If we adapt Maslow’s hierarchy of needs theory to the issue of housing, the basic human needs a house would aim to fulfill, in order of priority, would be:
- Physiological needs: food, water, warmth, rest
- Relationships, friendships, community
These needs correspond to the three first levels of the pyramid of needs and are those that can be directly addressed by the built environment and, therefore, the house. The other two levels, which concern esteem needs and last but not least a person’s self-actualization are not as directly connected to the built environment, but through successfully responding to the more basic needs and providing an environment that allows for evolution, it can provide a solid framework for their being satisfied.

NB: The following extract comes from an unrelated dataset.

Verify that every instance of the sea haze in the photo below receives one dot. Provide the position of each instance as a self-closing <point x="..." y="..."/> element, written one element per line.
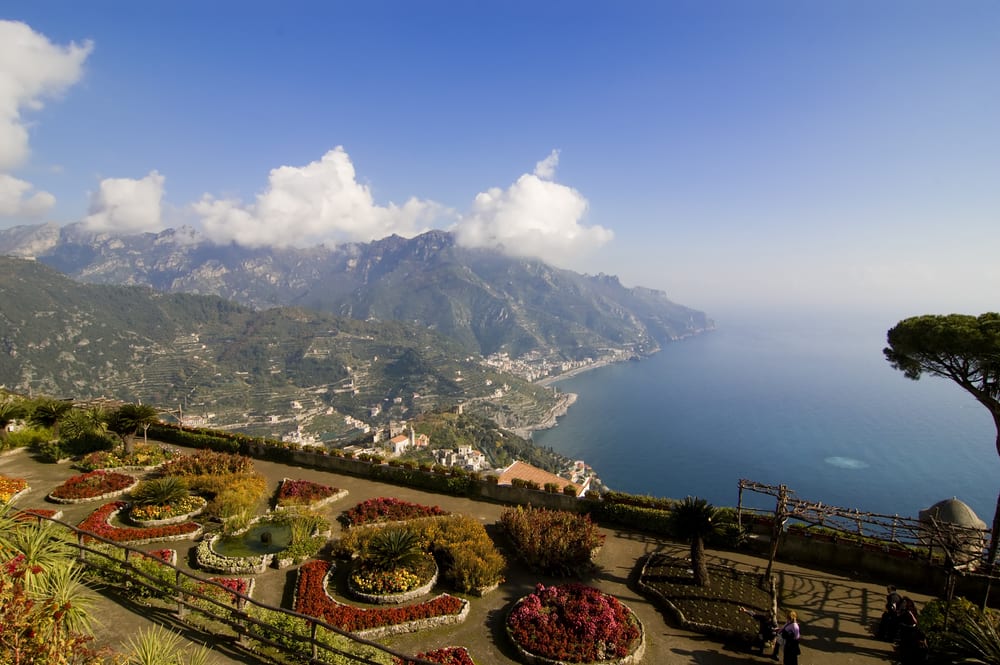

With the time the average contemporary human spends in their home being more than at any other point in the past, attempting to facilitate daily living through design is more important than ever. Factors that affect quality of life in a home concern the availability of space, levels of noise as well as the feeling of safety which depends both by its spatial context and its own material composition.
It is well-documented, if not apparent, that satisfying living conditions are fundamental to well-being. In their absence, the space of the house can function as a cause of mental disorders (most often depression or anxiety) or as an environmental factor exacerbating preexisting mental issues. Matters relating to the material condition and affordability of the house were found to be the most important, in that regard. This situation is a vicious circle, with mentally unhealthy individuals, due to belonging more often to the lower economic classes, ending up in progressively worse homes. It is important, then, to be mindful of the ways the built environment affects the people that inhabit it, and to use this knowledge to design spaces with care for their health, well-being and interpersonal relationships.
This text is a part of my thesis, remixed, adapted and built-upon. For some more of my thoughts on housing and design, check out my post “Emerging Modes of Life”.
I recommend both books mentioned in this post, Amos Rapoport’s House Form and Culture (1969) and Peter King’s Private dwelling: Contemplating the Use of Housing (2004), to anyone that takes more than a passing interest in matters relating to housing, home, and their design.